Der Landtagsfraktionschef der Grünen, Karl-Martin Hentschel,
forderte die Landesregierung auf, für die zukünftige Förderpolitik Konsequenzen
zu ziehen. „Fördergelder des Landes dürfen nur noch in solche Unternehmen
fließen, die auch Forschung und Entwicklung betreiben. Forschungs- und
Entwicklungsabteilungen lassen sich nicht einfach verlagern.“ Niedergang
des einst modernsten Handy-Werkes in Europa. Die Grünen wiesen darauf hin, dass
es sich bei Cinram, wohin die Flensburger KollegInnen wechseln können, um alles
andere als ein soziales Musterunternehmen handelt. Cinram hat eine Belegschaft
von ca. 1.400 Arbeitnehmern, davon 700 Leiharbeitnehmer.

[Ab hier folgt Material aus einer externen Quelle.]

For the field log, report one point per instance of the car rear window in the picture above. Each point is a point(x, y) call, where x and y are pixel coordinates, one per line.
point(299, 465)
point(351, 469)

Im Internet sind auf
einem Diskussionsforum zu Cinram Beiträge von Arbeitnehmern gesammelt, wo über
schlechte Arbeitsbedingungen und Stundenlöhne von 5 Euro pro Stunde berichtet
wird. Bei den Festangestellten von Cinram gelten die IG BCE-Tarifverträge
(Industriegewerkschaft Bergbau, Chemie, Energie) und ein Haustarifvertrag. Neue
Mitarbeiter bekommen danach 1.325 EURO brutto bei einer 40-Std-Woche, d.h.
Stundenlohn 7,88 Euro. Da ist im Industriebereich ein Dumpinglohn.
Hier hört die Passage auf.